Chicago, Manhattan and San Francisco would reject the comparison; those cities are intensely walkable. They have great urban environments without Tysons-style 10-lane arterials, massive surface parking lots, pedestrian-hostile intersections, or hulking structures with nothing but enormous blank walls to walk past, surrounded by berms and buffers galore.


Now, I’m not about to argue that Reston Town Center is perfect, or even close to the best of Chicago, Manhattan or San Francisco. Philip Langdon has written a good editorial that calls the development “a mix of outstanding accomplishments and missed opportunities.” That’s about right. But to call Tysons more “real” is missing the mark entirely.

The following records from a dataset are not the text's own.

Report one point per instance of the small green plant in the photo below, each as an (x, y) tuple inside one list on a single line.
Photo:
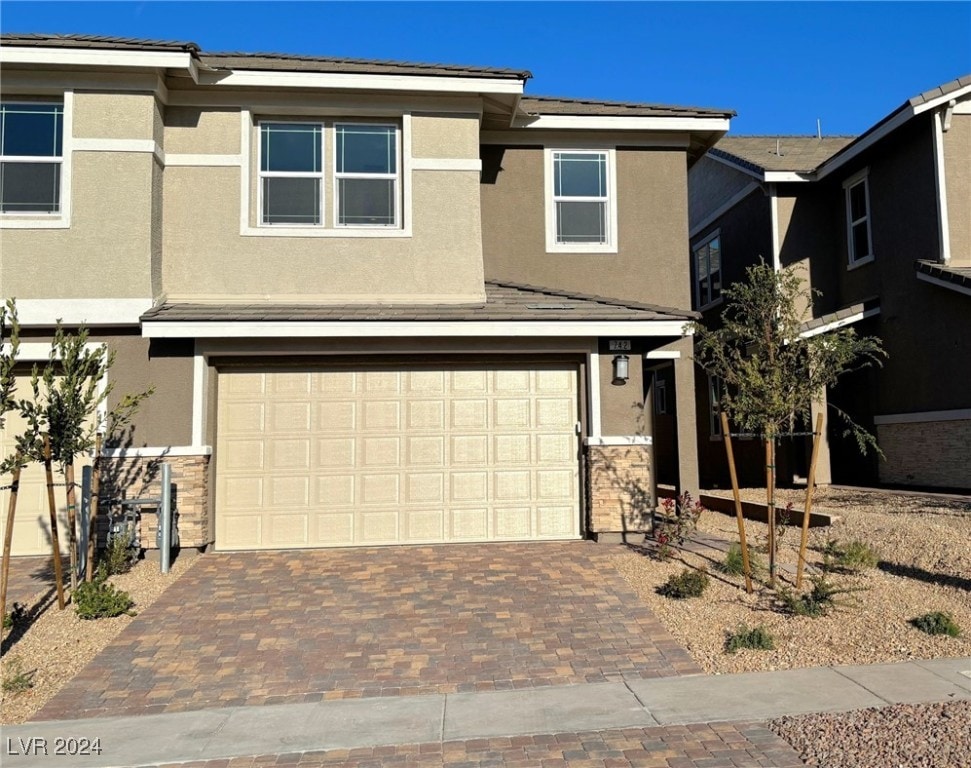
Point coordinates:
[(14, 616), (852, 557), (819, 601), (98, 599), (937, 623), (679, 521), (733, 565), (688, 583), (757, 639), (118, 556), (16, 679)]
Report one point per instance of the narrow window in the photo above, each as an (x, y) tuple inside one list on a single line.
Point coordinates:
[(291, 173), (366, 172), (708, 273), (858, 244), (580, 198), (31, 155)]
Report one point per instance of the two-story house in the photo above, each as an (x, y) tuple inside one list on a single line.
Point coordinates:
[(380, 302), (880, 224)]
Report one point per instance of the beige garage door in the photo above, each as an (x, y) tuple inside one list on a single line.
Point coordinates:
[(32, 524), (326, 458)]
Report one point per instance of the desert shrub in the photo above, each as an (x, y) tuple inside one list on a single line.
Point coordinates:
[(733, 565), (853, 557), (15, 678), (688, 583), (819, 601), (757, 638), (937, 623), (100, 600)]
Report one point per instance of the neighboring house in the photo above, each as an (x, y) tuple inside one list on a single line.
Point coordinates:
[(370, 294), (881, 225)]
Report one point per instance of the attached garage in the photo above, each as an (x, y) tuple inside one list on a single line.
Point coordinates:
[(330, 456)]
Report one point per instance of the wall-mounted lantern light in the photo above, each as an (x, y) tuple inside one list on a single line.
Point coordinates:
[(621, 369)]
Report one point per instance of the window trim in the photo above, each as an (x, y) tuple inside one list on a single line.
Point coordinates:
[(861, 177), (698, 245), (396, 177), (319, 175), (552, 246), (62, 218)]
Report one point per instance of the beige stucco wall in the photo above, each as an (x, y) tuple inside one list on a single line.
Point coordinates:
[(651, 264), (205, 257), (957, 174), (114, 115), (106, 253), (193, 130)]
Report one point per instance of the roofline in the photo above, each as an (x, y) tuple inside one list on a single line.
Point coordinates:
[(235, 329)]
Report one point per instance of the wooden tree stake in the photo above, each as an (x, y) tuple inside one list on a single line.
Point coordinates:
[(770, 502), (8, 537), (93, 510), (52, 506), (810, 487), (738, 503)]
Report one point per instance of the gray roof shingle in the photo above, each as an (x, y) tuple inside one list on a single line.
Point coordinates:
[(504, 302), (799, 154)]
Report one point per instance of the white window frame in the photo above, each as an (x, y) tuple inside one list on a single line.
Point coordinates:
[(61, 219), (705, 302), (715, 390), (552, 245), (396, 177), (863, 177), (261, 174)]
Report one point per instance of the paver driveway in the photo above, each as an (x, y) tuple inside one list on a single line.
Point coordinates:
[(262, 628)]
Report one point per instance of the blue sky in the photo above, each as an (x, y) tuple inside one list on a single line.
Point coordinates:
[(779, 65)]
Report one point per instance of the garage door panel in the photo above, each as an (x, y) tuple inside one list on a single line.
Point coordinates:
[(382, 457)]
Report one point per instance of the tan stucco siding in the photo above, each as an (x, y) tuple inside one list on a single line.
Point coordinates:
[(107, 250), (957, 164), (710, 185), (114, 115), (192, 130), (650, 264), (206, 257), (445, 136)]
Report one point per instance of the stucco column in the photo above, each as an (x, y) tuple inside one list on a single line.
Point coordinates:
[(684, 386)]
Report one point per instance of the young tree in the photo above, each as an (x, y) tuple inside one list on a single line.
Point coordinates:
[(772, 373)]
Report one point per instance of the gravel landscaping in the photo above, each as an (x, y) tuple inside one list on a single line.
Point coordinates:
[(57, 644)]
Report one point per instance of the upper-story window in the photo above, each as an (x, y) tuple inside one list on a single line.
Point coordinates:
[(858, 236), (581, 206), (293, 174), (31, 155), (708, 271)]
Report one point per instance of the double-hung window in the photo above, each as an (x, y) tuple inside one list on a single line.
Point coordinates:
[(291, 173), (31, 157), (858, 242), (708, 271), (580, 204), (366, 175)]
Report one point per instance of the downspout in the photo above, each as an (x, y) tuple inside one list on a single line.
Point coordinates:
[(774, 213), (941, 123)]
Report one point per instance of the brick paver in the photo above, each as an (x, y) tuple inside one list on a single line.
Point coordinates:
[(265, 628), (719, 745)]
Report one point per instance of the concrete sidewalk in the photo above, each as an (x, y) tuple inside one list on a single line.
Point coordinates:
[(385, 721)]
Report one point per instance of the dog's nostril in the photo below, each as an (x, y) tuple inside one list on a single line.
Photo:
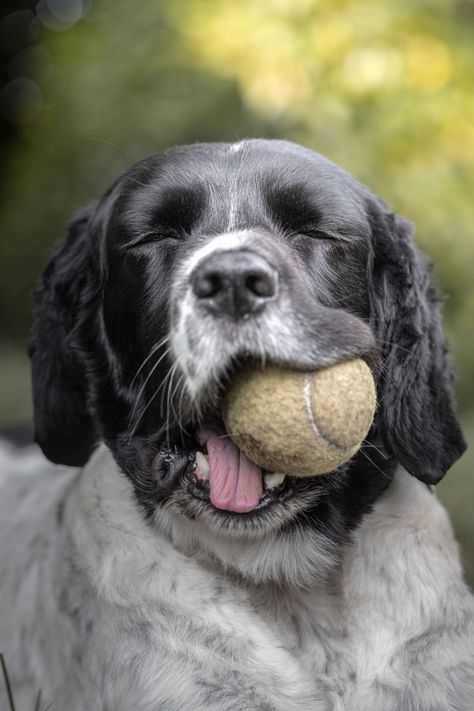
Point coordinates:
[(235, 283), (260, 284)]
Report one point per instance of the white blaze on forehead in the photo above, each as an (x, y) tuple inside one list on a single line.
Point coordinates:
[(221, 243), (235, 147)]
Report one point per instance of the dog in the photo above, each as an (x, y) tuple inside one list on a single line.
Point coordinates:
[(130, 579)]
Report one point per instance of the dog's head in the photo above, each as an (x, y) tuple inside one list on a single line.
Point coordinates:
[(208, 256)]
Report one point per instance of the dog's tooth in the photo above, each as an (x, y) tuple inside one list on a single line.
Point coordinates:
[(203, 465), (273, 480)]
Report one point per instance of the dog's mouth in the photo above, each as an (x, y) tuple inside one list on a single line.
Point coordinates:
[(220, 474)]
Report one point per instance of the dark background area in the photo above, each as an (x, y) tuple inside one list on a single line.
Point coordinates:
[(88, 87)]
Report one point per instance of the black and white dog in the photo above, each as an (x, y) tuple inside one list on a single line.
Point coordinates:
[(167, 572)]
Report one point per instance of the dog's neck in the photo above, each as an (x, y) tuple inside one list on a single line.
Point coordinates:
[(130, 559)]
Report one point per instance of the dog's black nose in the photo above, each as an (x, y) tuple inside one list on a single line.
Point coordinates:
[(234, 282)]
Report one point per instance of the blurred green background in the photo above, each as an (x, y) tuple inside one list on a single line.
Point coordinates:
[(385, 89)]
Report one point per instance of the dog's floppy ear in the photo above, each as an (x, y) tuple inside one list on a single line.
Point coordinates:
[(64, 428), (416, 414)]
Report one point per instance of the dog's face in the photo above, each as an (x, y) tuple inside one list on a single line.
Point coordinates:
[(210, 256)]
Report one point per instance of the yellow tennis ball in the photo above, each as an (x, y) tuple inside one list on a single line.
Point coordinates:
[(301, 424)]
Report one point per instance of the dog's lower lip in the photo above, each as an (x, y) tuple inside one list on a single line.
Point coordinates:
[(199, 489)]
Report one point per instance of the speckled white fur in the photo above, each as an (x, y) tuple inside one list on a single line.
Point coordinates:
[(102, 610)]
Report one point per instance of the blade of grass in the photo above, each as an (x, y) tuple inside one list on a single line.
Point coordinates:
[(38, 701), (7, 683)]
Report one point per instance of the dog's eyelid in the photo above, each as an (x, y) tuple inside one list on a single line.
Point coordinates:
[(320, 234), (150, 236)]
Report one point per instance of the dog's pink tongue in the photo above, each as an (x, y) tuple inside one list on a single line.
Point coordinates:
[(235, 482)]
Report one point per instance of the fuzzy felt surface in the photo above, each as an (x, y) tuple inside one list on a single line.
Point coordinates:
[(301, 424)]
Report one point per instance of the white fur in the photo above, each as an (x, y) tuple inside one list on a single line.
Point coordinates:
[(114, 613)]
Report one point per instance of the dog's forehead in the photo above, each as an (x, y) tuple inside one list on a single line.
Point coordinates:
[(233, 184)]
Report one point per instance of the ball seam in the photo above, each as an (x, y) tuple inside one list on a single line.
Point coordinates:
[(307, 385)]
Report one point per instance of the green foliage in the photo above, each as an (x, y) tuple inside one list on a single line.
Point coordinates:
[(385, 89)]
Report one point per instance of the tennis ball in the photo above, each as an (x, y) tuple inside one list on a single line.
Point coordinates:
[(297, 423)]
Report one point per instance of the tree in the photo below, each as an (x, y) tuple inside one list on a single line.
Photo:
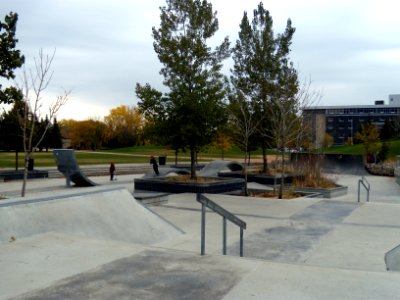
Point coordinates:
[(193, 109), (390, 129), (87, 134), (124, 126), (37, 81), (246, 123), (259, 56), (222, 142), (368, 135), (55, 136), (10, 58)]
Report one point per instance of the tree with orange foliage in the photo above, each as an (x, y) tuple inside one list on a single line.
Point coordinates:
[(124, 126)]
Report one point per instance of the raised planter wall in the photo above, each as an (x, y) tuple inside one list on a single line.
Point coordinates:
[(161, 185), (326, 193)]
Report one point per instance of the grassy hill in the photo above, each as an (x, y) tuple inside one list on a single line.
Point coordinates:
[(141, 154)]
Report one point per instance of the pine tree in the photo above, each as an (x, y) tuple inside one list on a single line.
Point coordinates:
[(192, 110), (261, 67), (10, 58)]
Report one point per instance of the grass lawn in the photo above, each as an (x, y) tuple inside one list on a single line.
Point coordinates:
[(394, 149), (141, 154)]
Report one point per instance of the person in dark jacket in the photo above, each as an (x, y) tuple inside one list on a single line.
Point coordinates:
[(153, 161)]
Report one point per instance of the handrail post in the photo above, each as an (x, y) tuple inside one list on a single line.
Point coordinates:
[(205, 202), (241, 241), (203, 226), (364, 182), (224, 236)]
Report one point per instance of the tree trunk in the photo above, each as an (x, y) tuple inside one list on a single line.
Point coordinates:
[(193, 164), (282, 177), (246, 190), (16, 160), (26, 165), (265, 159)]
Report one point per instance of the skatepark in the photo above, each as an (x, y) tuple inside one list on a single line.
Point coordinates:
[(99, 242)]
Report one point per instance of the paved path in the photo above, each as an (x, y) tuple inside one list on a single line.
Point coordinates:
[(308, 248)]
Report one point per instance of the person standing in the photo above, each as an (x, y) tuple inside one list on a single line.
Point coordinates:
[(112, 171), (153, 161)]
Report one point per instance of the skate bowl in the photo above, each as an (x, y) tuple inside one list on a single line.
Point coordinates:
[(104, 214), (68, 166), (392, 259)]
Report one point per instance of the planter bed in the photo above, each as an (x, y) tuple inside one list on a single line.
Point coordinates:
[(215, 187), (326, 192), (258, 178)]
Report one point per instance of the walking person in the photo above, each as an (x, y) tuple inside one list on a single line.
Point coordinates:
[(153, 161), (112, 171)]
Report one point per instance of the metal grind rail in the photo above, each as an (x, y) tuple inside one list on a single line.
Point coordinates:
[(366, 185), (205, 202)]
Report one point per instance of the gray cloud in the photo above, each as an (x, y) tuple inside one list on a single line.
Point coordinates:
[(349, 49)]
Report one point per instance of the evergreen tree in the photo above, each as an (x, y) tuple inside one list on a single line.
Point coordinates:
[(193, 107), (56, 137), (10, 58), (261, 67)]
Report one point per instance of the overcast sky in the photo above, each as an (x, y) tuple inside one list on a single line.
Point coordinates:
[(350, 49)]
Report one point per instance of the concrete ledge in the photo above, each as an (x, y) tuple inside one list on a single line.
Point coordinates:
[(258, 178), (326, 193), (161, 185), (18, 175)]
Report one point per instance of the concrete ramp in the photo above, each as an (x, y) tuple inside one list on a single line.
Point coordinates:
[(392, 259), (67, 164), (107, 214)]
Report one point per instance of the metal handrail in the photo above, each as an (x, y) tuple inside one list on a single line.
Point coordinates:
[(226, 215), (366, 185)]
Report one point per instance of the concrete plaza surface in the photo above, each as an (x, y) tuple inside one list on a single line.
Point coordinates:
[(100, 243)]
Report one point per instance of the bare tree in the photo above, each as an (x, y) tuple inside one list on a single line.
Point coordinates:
[(288, 126), (33, 87), (245, 122)]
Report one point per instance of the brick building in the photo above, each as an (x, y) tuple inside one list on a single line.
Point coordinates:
[(342, 122)]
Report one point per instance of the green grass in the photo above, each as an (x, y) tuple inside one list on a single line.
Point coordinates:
[(141, 154), (394, 149)]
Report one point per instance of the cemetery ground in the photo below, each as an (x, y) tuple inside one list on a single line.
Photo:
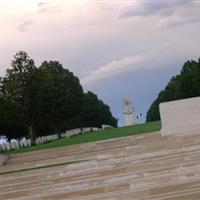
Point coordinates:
[(94, 136), (138, 166)]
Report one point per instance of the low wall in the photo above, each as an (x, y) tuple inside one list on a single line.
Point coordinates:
[(3, 159), (180, 117)]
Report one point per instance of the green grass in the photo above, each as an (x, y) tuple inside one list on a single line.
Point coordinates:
[(95, 136), (40, 167)]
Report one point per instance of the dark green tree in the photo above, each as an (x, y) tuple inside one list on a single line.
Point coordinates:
[(44, 98), (95, 112), (61, 95)]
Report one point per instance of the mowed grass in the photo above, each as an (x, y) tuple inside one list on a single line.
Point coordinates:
[(95, 136)]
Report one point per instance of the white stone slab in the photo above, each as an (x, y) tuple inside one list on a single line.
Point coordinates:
[(180, 117)]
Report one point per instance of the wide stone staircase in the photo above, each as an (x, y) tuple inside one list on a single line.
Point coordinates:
[(142, 167)]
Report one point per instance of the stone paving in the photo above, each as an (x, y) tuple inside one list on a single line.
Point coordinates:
[(142, 167)]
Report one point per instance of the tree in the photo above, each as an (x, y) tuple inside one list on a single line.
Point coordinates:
[(42, 98), (61, 96), (95, 112), (16, 91)]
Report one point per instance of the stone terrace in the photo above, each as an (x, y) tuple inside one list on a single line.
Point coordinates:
[(142, 167)]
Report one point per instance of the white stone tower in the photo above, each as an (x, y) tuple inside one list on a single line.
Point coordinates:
[(128, 111)]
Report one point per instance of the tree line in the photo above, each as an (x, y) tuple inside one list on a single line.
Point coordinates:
[(184, 85), (45, 100)]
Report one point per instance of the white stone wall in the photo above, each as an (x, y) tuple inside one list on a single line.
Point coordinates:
[(180, 117)]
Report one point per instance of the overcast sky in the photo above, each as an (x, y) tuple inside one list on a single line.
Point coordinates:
[(116, 48)]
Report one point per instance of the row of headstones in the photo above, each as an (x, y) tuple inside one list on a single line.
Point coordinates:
[(67, 134), (15, 144)]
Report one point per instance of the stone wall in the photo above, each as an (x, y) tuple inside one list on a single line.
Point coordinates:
[(180, 117), (3, 159)]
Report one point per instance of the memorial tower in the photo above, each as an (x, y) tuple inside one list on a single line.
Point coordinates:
[(128, 111)]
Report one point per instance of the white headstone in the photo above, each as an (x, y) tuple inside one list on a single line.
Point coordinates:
[(128, 111)]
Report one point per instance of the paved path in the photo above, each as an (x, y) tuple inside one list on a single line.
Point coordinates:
[(143, 167)]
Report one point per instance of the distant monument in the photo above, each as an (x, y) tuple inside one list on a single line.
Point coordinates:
[(128, 111)]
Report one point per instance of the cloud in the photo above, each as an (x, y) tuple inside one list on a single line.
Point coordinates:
[(170, 13), (114, 68), (147, 8), (177, 20), (23, 27), (48, 7)]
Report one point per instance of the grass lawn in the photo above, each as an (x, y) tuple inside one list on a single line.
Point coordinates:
[(95, 136)]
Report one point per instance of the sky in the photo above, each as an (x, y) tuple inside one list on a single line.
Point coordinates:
[(117, 48)]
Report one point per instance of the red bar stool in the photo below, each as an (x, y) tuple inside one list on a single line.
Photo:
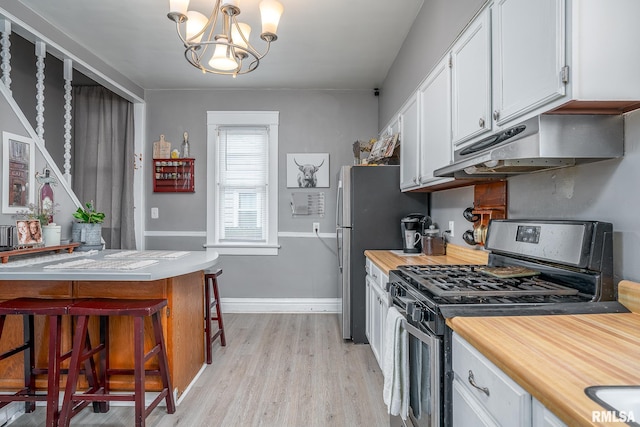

It’s true that Reston Town Center is rather clean and new. It has no bums or graffiti, and that seems to disturb some commentators. To rectify this situation, I’d like to offer the services of a company I am starting, Town Degraders, Inc. (TM)


For those who prefer “distressed” antiquing to the brand-spanking-new esthetic, Town Degraders, Inc. is proud to announce its new service, Acid-Washed Neighborhoods (TM). Just one phone call will bring our fleet of modified fire trucks to your doorstep today! Our trucks trundle up and down the streets of your New Urban (NU) development, applying the antiquing treatment to every exposed surface. The patented, custom-formulated treatment (a slurry of used oil, fine grit and restaurant grease) is shot at high velocity from our fire pumpers to achieve total coverage, deep saturation and consistent abrasion.

The Acid-Washed Neighborhoods (TM) treatment faithfully re-creates the urban patina that otherwise takes years to achieve. The effects of engine exhaust, acid rain, vandalism and normal wear-and-tear are flawlessly duplicated for the “everyday urbanism” look so prized by leading urbanists. A select number of large stones are included in the slurry mix, giving a realistically random result of chipped pavement, cracked windows, splintered sashes and stripped trees.

And for you architects, here’s a special note: The Acid-Washed treatment is guaranteed 70% flammable. The simple application of any flaming object will transform the most prosaic structure into an artfully-crafted exploration of the building material/community values nexus (see Architecture Magazine, April 2001 for details).

The Acid-Washed Treatment: It’s not just for clothing anymore! (TM)

Update: Commentary on Pearlstein’s article from Ryan Avent at DCist, and from Roger Lewis at the Washington Post.